Why are GCSEs important?
With the GCSE exam season now well underway for another year, it’s worth taking a moment to think about why GCSEs are important.
GCSEs are essentially the centrepiece of the UK’s education system. They’ve been around for a long time too. First introduced in 1987 – replacing O-Levels – they have taken various forms, from 100% coursework to virtually no coursework at all. The latest major change involved changing the grading system from A*-G to 9-1.
Ironically, the latest version of GCSEs – introduced in 2017 actually have more in common with the old O-Level exams than their predecessor GCSEs. O-Levels were the first public examinations introduced in the UK after the Second World War.

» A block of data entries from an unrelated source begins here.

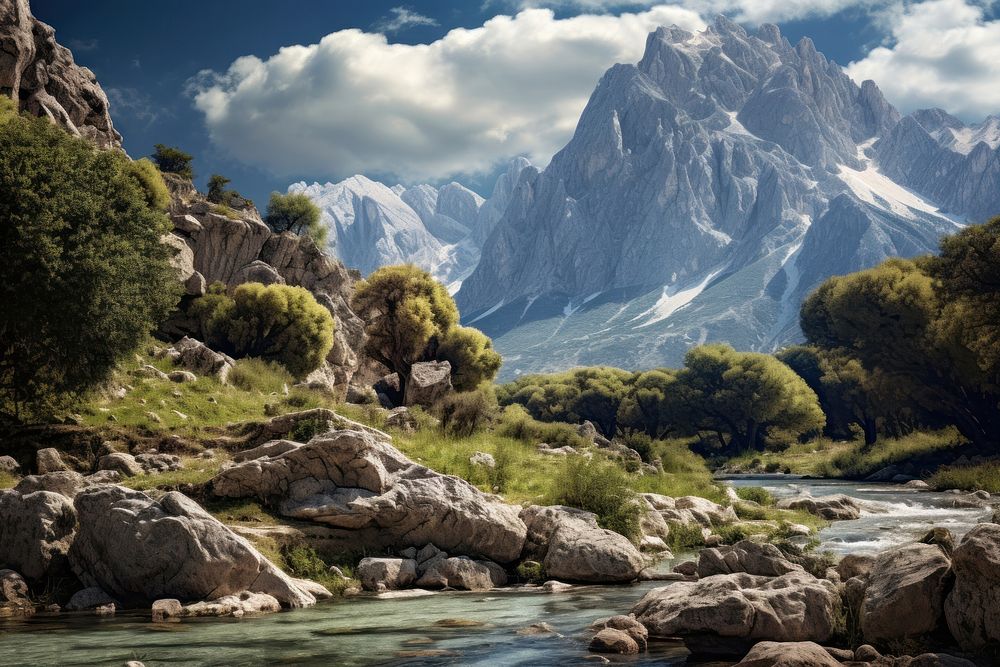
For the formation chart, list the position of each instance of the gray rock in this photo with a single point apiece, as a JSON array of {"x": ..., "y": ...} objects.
[
  {"x": 386, "y": 573},
  {"x": 138, "y": 550},
  {"x": 430, "y": 381},
  {"x": 572, "y": 547},
  {"x": 356, "y": 481}
]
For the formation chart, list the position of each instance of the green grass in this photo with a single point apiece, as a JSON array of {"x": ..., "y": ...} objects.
[
  {"x": 985, "y": 476},
  {"x": 206, "y": 402},
  {"x": 195, "y": 471}
]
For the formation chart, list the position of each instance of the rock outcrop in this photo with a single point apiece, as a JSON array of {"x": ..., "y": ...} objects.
[
  {"x": 139, "y": 550},
  {"x": 40, "y": 75},
  {"x": 356, "y": 481},
  {"x": 572, "y": 547}
]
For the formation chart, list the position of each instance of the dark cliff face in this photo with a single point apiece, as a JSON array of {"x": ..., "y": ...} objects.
[
  {"x": 699, "y": 199},
  {"x": 40, "y": 75}
]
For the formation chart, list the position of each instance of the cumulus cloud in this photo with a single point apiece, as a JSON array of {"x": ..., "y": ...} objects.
[
  {"x": 744, "y": 11},
  {"x": 942, "y": 53},
  {"x": 355, "y": 102},
  {"x": 401, "y": 18}
]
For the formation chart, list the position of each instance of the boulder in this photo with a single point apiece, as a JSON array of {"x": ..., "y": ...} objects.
[
  {"x": 49, "y": 460},
  {"x": 972, "y": 609},
  {"x": 788, "y": 654},
  {"x": 356, "y": 481},
  {"x": 9, "y": 465},
  {"x": 14, "y": 596},
  {"x": 572, "y": 547},
  {"x": 36, "y": 530},
  {"x": 430, "y": 381},
  {"x": 378, "y": 574},
  {"x": 831, "y": 508},
  {"x": 462, "y": 572},
  {"x": 124, "y": 464},
  {"x": 745, "y": 556},
  {"x": 198, "y": 358},
  {"x": 791, "y": 608},
  {"x": 139, "y": 550},
  {"x": 610, "y": 640},
  {"x": 905, "y": 593}
]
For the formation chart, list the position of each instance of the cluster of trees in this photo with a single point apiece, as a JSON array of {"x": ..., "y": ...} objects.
[
  {"x": 736, "y": 400},
  {"x": 83, "y": 274},
  {"x": 922, "y": 337},
  {"x": 410, "y": 318},
  {"x": 276, "y": 323}
]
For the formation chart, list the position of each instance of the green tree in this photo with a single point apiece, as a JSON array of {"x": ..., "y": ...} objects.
[
  {"x": 295, "y": 213},
  {"x": 407, "y": 314},
  {"x": 276, "y": 323},
  {"x": 471, "y": 355},
  {"x": 173, "y": 160},
  {"x": 746, "y": 396},
  {"x": 83, "y": 274}
]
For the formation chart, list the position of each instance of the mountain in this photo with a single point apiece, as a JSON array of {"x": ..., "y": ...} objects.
[
  {"x": 706, "y": 190},
  {"x": 439, "y": 229}
]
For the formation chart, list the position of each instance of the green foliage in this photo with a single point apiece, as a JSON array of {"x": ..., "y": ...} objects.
[
  {"x": 173, "y": 160},
  {"x": 407, "y": 314},
  {"x": 757, "y": 494},
  {"x": 603, "y": 488},
  {"x": 472, "y": 357},
  {"x": 151, "y": 180},
  {"x": 84, "y": 274},
  {"x": 295, "y": 213},
  {"x": 464, "y": 413},
  {"x": 275, "y": 323},
  {"x": 258, "y": 375},
  {"x": 747, "y": 395},
  {"x": 594, "y": 394},
  {"x": 985, "y": 476}
]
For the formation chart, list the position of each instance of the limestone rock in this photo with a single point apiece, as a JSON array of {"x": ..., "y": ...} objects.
[
  {"x": 905, "y": 593},
  {"x": 49, "y": 460},
  {"x": 788, "y": 654},
  {"x": 386, "y": 573},
  {"x": 793, "y": 607},
  {"x": 357, "y": 481},
  {"x": 571, "y": 546},
  {"x": 36, "y": 530},
  {"x": 972, "y": 609},
  {"x": 40, "y": 75},
  {"x": 138, "y": 550},
  {"x": 831, "y": 508},
  {"x": 745, "y": 556},
  {"x": 430, "y": 381}
]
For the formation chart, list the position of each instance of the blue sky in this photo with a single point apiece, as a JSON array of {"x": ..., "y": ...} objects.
[{"x": 403, "y": 98}]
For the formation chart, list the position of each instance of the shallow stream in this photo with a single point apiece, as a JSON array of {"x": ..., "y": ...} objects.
[{"x": 455, "y": 628}]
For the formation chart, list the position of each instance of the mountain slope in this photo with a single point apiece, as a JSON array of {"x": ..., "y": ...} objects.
[
  {"x": 439, "y": 229},
  {"x": 706, "y": 190}
]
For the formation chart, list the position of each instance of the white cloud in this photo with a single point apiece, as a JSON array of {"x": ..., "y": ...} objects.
[
  {"x": 357, "y": 103},
  {"x": 942, "y": 53},
  {"x": 744, "y": 11},
  {"x": 401, "y": 18}
]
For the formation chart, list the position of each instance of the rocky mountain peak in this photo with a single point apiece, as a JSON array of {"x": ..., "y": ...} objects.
[{"x": 40, "y": 75}]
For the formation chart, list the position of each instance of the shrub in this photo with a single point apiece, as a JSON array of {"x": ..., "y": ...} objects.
[
  {"x": 173, "y": 160},
  {"x": 464, "y": 413},
  {"x": 275, "y": 323},
  {"x": 85, "y": 276},
  {"x": 757, "y": 494},
  {"x": 600, "y": 487},
  {"x": 295, "y": 213}
]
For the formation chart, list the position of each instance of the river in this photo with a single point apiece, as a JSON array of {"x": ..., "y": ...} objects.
[{"x": 466, "y": 628}]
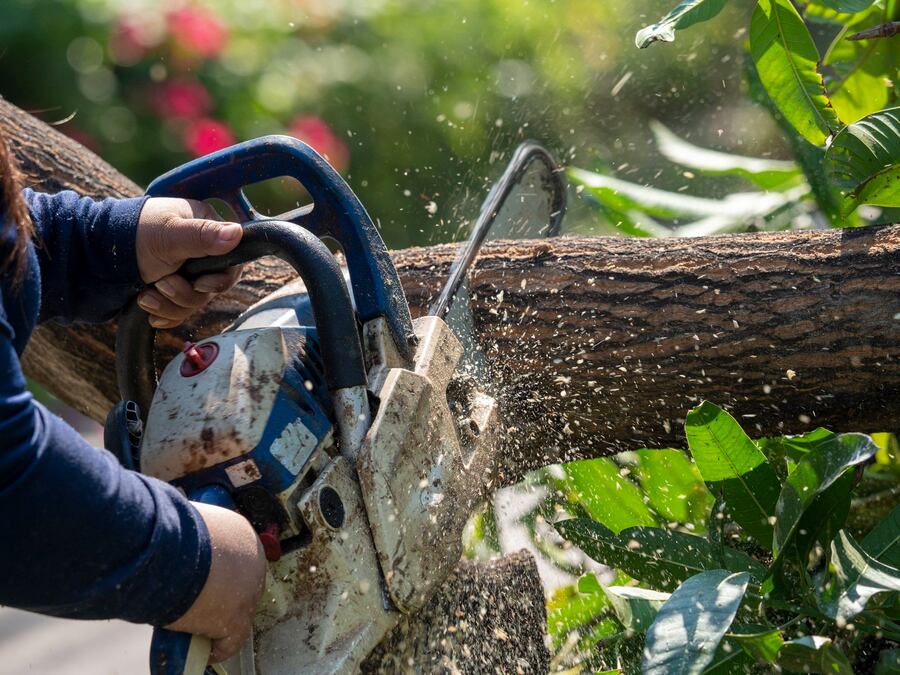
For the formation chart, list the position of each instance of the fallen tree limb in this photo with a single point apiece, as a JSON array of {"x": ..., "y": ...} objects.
[
  {"x": 610, "y": 339},
  {"x": 601, "y": 344}
]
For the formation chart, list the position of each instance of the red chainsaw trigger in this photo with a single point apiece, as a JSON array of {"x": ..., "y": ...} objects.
[
  {"x": 198, "y": 358},
  {"x": 271, "y": 543}
]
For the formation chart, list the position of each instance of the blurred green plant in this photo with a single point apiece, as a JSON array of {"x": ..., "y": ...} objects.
[
  {"x": 835, "y": 109},
  {"x": 742, "y": 555}
]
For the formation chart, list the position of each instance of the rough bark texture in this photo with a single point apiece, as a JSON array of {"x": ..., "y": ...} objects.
[
  {"x": 599, "y": 344},
  {"x": 483, "y": 620},
  {"x": 75, "y": 363}
]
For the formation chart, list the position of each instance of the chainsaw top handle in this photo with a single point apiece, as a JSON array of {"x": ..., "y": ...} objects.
[
  {"x": 307, "y": 254},
  {"x": 336, "y": 213}
]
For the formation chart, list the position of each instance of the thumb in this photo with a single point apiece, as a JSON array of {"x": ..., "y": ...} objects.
[{"x": 199, "y": 237}]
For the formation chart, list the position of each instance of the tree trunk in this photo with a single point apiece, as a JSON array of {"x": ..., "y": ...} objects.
[{"x": 598, "y": 345}]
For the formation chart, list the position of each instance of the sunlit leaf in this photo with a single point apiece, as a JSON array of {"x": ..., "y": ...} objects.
[
  {"x": 864, "y": 161},
  {"x": 854, "y": 578},
  {"x": 786, "y": 60},
  {"x": 688, "y": 628},
  {"x": 766, "y": 173},
  {"x": 725, "y": 454},
  {"x": 635, "y": 607},
  {"x": 673, "y": 485},
  {"x": 660, "y": 558},
  {"x": 815, "y": 473},
  {"x": 883, "y": 542},
  {"x": 859, "y": 74},
  {"x": 686, "y": 13},
  {"x": 607, "y": 496},
  {"x": 813, "y": 654},
  {"x": 888, "y": 662}
]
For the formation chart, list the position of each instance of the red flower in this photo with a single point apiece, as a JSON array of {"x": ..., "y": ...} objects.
[
  {"x": 197, "y": 30},
  {"x": 182, "y": 98},
  {"x": 207, "y": 135},
  {"x": 315, "y": 132},
  {"x": 131, "y": 38}
]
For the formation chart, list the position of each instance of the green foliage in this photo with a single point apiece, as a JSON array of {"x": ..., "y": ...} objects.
[
  {"x": 730, "y": 461},
  {"x": 786, "y": 60},
  {"x": 813, "y": 654},
  {"x": 689, "y": 626},
  {"x": 661, "y": 557},
  {"x": 864, "y": 161},
  {"x": 809, "y": 95},
  {"x": 720, "y": 602}
]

The principle of standardised tests taken at the age of 16 at the end of two years of study has changed little in decades. There are many arguments around whether they are the best way to assess students’ ability.
As an aside, Finland repeatedly comes out on top when global school education systems are ranked. In Finland, there are no standardised tests at all for any year group – except for one single test called the National Matriculation Exam. This can be taken at the end of high school, but it is entirely voluntary. Children don’t even start school until the age of seven!
Despite all this, there seems little chance of our well-established system changing in the UK.
So, what are the implications of doing well or doing poorly in GCSEs?
GCSEs are seen as the benchmark – both for students and schools. Students often need 5 passes at GCSE (Grade 4 or above, including English and Maths) to progress to sixth form or college – especially if students want to study Level 3 qualifications, such as A-Levels or T-Levels.
And just as young people are judged by how they do against these measurements, so are schools. The number of pupils that get 5 GCSE passes including English and Maths is one of the key measurements that determines School League Tables.
GCSEs can also affect the subjects you are able to study in further education. For example, most schools and colleges will require a student to have studied a subject at GCSE before being allowed to study it at A Level. Often, they will also set a minimum grade you need to get at GCSE for that subject. This is mostly true for traditional academic subjects.
However, it’s also worth knowing that there are many A-Level subjects that either don’t have a GCSE – or at least most schools don’t offer these subjects. If this is the case, colleges normally look at performance in Maths and English GCSEs.
Universities and other higher education providers also look at GCSE grades. Again, it is typical that they set a minimum requirement for Maths and English GCSE grades – and for the subject a student wants to go on to study.
There’s no point trying to ignore it – GCSEs are important. But failure in them is never the end of the world. There are always opportunities to retake GCSEs and there are now a wealth of other options at further education level and beyond. There is a big wide world out there that doesn’t necessarily revolve around GCSEs.